In translating the idea into practice, scientists are making significant strides. A slender metal tube was lowered into the Pacific Ocean off the Hawaiian coast by Yi Chao and a tiny team of researchers. Life in the United States fell to a standstill just a few weeks before the pandemic.
After almost two decades, Chao quit the space agency as an oceanographer at NASA's Jet Propulsion Laboratory to sell a seafaring generator that would tap the infinite thermal resources stored in the world's oceans. Just near his old NASA office in Pasadena, his venture, Seatrec, is located. Still, Chao frequently visits Hawaii to evaluate hardware in the calm, blue waters in the area.
How Seatrec Floating Power Stations Works
Chao and his team sent two of the company's generators on multiple dives to 3,000 feet below the sea over three weeks last February while tied to a profiling float. It was only the third time that oceanographers had ever used Seatrec SL1 in the sea for energy storage modules. The submersible generators were moving hundreds of miles lower than they had on prior dives. But they have also produced adequate energy to fuel several kinds of research instruments deployed by oceanographers. It has been an unequivocal achievement.
Submersible sensor-laden testing devices called profiling floats are planned to be connected to the SL1. During brief trips as much as a mile under the Earth, these instruments gather data. They broadcast the detail to a satellite as they surface from the depths. Today, as part of a multinational initiative named Argo, thousands of profile floats are drifting across Earth's seas. They remain the strongest instrument scientists have for remotely observing the upper ocean, but their energy sources significantly restrict their life cycle and data collection.

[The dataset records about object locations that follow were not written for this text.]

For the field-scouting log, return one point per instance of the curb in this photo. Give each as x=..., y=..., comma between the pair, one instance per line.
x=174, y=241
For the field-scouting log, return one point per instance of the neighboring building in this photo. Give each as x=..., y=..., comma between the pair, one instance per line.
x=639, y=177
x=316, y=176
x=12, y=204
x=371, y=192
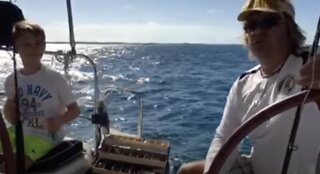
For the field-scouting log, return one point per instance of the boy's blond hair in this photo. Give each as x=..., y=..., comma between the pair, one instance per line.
x=27, y=27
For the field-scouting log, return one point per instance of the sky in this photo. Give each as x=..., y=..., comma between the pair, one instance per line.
x=160, y=21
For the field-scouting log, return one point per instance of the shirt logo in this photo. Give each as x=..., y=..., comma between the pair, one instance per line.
x=287, y=84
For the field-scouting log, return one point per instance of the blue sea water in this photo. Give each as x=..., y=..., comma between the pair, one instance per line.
x=184, y=88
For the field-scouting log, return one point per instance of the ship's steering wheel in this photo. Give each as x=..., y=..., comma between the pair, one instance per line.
x=259, y=118
x=7, y=155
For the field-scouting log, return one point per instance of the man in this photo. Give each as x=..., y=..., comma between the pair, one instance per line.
x=273, y=39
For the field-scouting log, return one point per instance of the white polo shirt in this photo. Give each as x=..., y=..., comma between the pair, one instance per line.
x=251, y=93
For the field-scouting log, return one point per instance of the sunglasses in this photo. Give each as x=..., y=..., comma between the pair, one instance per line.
x=264, y=23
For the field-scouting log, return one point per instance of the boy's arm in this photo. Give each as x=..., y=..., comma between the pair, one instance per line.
x=10, y=111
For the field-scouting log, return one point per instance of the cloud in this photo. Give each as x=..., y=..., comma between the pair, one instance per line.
x=147, y=32
x=214, y=11
x=127, y=7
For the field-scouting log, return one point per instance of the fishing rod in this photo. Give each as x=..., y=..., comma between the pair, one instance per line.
x=291, y=147
x=20, y=157
x=71, y=28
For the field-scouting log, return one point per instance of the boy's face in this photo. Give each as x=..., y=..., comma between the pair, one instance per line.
x=30, y=47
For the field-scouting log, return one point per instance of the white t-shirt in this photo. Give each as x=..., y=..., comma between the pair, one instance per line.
x=41, y=95
x=251, y=93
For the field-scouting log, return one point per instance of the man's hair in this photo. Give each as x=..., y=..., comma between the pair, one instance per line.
x=23, y=27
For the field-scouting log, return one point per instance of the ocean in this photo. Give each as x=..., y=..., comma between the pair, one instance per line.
x=184, y=87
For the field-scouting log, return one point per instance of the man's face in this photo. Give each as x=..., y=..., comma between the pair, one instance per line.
x=30, y=47
x=265, y=34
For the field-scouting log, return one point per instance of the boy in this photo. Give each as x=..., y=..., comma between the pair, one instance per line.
x=46, y=102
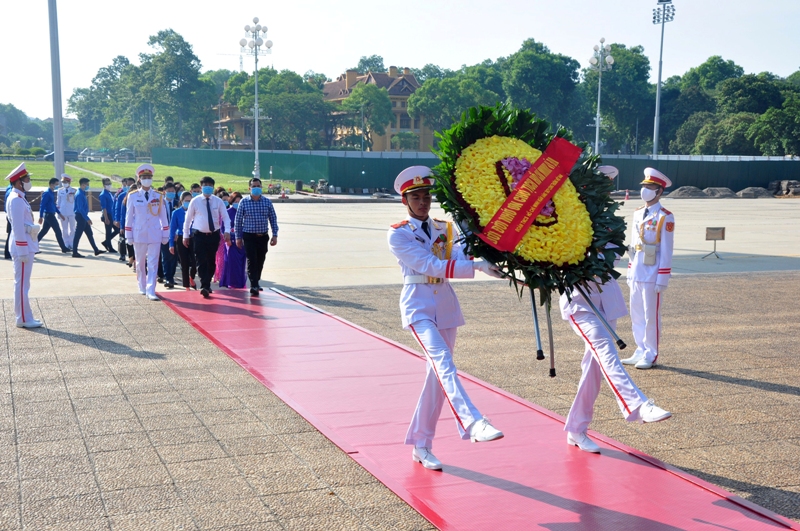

All the floats operate the lithium-ion batteries in the Argo fleet, usually only good for around five years or a few hundred dives. How much they will dive is restricted by their battery reliance; a normal float does so about in 10 days. And a float is generally discarded until its battery fails, so the expense of collecting it is greater than the cost of the unit itself. One float will also cost as much as a new vehicle, which makes them pricey jetsam parts.
Every charging cycle tops it off with only half the capacity of a single AA alkaline battery, but that is more than enough to satisfy the specifications of the low-powered sensors usually used on profiling floats. Seatrec's ocean generator does not generate a lot of energy. Chao says it is sufficient to raise the generator's capacity or even daisy-chain tiny sizes together for devices that need more fuel. Floats are often designed to function in any ocean setting, whether stuck in Arctic ice floes or swimming in the tropics with sharks. Tweaking their waxy guts' composition is what it takes to fit them to various regions since they solidify and melt at the right temperatures.
Chao hopes that the Seatrec ocean generator will execute a pledge that the famous oceanographers Douglas Webb and Henry Stommel first conceptualized in the 1980s. They imagined a globe-spanning array of Slocum gliders named missile-shaped submarine exploration robots that would navigate the oceans with the same agility, independence, and durability that we have come to know from the robots sent by NASA to explore other worlds. Such gliders will be driven by submerged temperature variations, much like Seatrec's SL1.